Dr. Blanton presented A Bigger Picture of Secure Multi-Party Computation for the Cryptography, Security, and Privacy (CrySP) Speaker Series.
Secure multi-party computation is a mature sub-area of cryptography that enables computation over private data. Products utilizing such techniques are now increasingly being built by tech companies for privacy-preserving data analytics and other purposes.
For many years, progress in this area has focused on mechanisms for securely performing different operations, i.e., on how to perform secure function evaluation. Dr. Blanton argues that other aspects of privacy-preserving computation deserve the attention of the research community. They include ensuring the trustworthiness of inputs to the computation, achieving security of linked computations, and selecting functions to ensure that the (authorized) information disclosure from the output is limited.
She investigates the last component in more detail on the example of average salary computation, inspired by the Boston privacy-preserving gender gap study carried out in 2015-2017.
She received her PhD and MS in Computer Science from Purdue University and MS in Electrical Engineering and Computer Science from Ohio University.

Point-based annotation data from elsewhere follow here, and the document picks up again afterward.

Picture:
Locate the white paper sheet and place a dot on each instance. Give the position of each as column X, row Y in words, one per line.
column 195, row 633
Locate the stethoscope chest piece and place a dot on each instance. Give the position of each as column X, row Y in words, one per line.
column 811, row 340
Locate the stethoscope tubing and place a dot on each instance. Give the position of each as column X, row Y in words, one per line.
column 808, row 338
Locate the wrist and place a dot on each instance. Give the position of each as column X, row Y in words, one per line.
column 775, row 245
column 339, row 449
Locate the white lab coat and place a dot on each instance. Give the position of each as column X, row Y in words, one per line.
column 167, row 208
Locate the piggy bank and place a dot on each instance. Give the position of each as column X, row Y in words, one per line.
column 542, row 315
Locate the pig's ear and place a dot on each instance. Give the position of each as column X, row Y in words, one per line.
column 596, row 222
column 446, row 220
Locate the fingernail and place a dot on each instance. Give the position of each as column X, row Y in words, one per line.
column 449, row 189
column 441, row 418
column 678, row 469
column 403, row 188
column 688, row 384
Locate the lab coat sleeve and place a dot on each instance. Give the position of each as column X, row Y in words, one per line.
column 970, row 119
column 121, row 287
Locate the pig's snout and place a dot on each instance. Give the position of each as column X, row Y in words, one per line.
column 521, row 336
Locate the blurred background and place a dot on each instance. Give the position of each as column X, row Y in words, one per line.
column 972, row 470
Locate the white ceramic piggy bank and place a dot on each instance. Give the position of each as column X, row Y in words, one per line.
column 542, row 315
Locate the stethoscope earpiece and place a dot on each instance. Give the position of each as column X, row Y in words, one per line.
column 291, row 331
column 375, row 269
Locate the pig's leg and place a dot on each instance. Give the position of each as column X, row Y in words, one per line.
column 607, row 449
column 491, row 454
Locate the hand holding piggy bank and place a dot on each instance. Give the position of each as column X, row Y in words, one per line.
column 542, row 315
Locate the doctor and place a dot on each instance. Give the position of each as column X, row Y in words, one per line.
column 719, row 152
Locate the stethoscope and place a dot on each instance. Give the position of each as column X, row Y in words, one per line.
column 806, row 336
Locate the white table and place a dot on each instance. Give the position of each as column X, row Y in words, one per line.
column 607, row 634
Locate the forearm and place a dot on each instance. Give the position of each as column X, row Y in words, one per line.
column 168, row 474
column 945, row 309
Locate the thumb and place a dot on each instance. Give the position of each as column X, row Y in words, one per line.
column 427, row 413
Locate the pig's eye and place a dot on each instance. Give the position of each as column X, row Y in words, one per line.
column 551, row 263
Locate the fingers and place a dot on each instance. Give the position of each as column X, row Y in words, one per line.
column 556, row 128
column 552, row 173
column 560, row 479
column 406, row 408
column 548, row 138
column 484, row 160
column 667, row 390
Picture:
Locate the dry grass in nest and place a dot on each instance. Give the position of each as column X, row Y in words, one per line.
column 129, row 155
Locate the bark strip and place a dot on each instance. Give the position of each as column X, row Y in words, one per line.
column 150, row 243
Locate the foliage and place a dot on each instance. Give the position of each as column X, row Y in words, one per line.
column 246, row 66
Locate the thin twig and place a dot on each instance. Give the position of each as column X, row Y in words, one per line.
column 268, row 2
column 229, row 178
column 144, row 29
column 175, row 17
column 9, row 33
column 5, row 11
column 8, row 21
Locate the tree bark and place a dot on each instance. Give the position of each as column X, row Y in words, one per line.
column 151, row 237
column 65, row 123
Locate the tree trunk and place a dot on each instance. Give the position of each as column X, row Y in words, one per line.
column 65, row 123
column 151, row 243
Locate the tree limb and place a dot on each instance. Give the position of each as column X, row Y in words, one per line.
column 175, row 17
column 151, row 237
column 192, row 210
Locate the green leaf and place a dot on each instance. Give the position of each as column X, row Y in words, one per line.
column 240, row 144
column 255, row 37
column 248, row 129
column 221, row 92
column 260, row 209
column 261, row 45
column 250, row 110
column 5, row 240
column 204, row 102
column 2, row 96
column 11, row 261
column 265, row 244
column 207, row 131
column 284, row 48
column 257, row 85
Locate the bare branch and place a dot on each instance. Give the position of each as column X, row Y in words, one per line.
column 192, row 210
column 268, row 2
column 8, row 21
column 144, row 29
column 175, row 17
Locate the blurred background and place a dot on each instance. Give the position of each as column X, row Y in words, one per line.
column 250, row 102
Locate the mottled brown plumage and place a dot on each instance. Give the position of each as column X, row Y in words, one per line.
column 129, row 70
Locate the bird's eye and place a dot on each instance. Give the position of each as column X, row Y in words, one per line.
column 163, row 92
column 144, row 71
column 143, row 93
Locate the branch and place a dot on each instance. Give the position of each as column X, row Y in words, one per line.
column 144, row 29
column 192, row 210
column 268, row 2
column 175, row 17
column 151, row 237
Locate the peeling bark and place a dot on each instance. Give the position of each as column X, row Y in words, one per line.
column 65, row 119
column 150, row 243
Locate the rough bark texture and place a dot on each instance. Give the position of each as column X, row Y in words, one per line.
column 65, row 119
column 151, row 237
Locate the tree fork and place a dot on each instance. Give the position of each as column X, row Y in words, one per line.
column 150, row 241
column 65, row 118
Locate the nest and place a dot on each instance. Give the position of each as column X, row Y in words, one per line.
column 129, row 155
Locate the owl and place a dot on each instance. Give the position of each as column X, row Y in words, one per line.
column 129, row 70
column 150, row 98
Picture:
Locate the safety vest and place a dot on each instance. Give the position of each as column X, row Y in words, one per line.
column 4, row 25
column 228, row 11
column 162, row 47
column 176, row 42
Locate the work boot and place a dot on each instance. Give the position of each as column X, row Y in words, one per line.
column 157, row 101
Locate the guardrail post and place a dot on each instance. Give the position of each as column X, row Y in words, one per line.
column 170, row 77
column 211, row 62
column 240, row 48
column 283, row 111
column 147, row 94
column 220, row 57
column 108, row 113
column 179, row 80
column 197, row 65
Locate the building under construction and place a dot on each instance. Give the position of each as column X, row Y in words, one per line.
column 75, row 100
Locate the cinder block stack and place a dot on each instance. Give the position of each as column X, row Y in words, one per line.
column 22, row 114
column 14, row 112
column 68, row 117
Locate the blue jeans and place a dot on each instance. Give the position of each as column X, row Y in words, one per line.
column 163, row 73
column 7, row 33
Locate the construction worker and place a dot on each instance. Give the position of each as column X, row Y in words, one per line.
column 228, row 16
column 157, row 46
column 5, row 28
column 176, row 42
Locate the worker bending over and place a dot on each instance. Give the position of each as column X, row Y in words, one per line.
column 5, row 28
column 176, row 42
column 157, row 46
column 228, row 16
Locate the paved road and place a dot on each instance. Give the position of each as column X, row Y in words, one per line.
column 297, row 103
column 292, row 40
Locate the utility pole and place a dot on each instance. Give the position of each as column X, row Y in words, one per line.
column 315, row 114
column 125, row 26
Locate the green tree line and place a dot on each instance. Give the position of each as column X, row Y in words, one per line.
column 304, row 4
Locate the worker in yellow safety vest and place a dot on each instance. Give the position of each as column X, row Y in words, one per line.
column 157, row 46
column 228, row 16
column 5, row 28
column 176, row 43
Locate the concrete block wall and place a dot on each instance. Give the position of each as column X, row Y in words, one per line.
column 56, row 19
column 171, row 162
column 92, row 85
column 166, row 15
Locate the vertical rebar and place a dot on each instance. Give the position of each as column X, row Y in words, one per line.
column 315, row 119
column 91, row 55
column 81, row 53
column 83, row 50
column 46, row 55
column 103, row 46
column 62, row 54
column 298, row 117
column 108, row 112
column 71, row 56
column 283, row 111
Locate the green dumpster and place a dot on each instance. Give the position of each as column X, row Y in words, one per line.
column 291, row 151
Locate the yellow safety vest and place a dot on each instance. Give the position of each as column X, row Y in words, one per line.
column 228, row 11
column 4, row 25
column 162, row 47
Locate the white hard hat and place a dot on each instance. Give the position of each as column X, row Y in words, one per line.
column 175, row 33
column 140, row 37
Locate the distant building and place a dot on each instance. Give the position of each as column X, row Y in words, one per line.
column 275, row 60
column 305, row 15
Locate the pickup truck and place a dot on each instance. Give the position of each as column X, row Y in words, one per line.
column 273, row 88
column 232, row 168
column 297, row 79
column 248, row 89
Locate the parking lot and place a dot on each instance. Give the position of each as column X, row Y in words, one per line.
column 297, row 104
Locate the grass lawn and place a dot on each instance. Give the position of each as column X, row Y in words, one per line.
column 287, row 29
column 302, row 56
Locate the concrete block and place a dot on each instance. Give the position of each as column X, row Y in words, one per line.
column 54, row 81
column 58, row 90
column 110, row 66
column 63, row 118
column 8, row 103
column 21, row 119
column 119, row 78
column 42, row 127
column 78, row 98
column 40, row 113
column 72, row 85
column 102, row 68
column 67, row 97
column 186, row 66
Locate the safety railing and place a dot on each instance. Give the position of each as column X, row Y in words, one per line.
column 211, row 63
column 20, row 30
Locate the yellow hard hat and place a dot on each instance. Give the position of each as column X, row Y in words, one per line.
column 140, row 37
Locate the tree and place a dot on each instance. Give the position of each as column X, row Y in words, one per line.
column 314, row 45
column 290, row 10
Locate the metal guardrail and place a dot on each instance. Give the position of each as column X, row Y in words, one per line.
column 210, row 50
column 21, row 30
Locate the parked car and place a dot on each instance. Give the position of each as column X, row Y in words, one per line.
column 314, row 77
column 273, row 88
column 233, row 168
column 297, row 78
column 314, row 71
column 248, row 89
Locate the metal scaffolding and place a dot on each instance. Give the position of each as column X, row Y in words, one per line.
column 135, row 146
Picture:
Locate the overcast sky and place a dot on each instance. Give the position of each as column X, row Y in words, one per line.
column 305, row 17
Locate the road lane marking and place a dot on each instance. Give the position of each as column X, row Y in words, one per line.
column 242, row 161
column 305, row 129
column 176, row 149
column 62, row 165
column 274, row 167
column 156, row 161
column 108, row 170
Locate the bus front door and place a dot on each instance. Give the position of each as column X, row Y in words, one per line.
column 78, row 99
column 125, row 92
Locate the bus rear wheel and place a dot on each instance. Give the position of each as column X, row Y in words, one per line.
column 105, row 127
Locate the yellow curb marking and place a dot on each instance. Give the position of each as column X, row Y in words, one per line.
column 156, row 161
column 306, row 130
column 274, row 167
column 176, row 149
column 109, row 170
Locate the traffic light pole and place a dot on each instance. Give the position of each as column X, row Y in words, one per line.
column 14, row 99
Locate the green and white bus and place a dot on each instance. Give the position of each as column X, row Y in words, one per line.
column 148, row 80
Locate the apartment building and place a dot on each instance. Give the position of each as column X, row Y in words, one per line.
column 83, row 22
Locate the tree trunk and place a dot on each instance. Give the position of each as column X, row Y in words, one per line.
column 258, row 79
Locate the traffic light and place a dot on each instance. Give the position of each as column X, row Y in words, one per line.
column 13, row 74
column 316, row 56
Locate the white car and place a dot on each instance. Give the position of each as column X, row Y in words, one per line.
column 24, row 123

Dr. Blanton's research interests focus on information security, privacy, and applied cryptography. Recent projects span across areas such as secure computation and outsourcing, integrity of outsourced computation and storage, private biometric and genomic computation, authentication, and anonymity.
She has over 80 refereed publications, has served on the technical program committees of top conferences such as USENIX Security, IEEE S&P, and CCS, and is currently an associate editor of IEEE Transactions on Dependable and Secure Computing. She has received multiple awards for her research, including a 2013 AFOSR Young Investigator Award, the 2015 ACM CCS Test of Time Award, and a 2018 Google Faculty Research Award.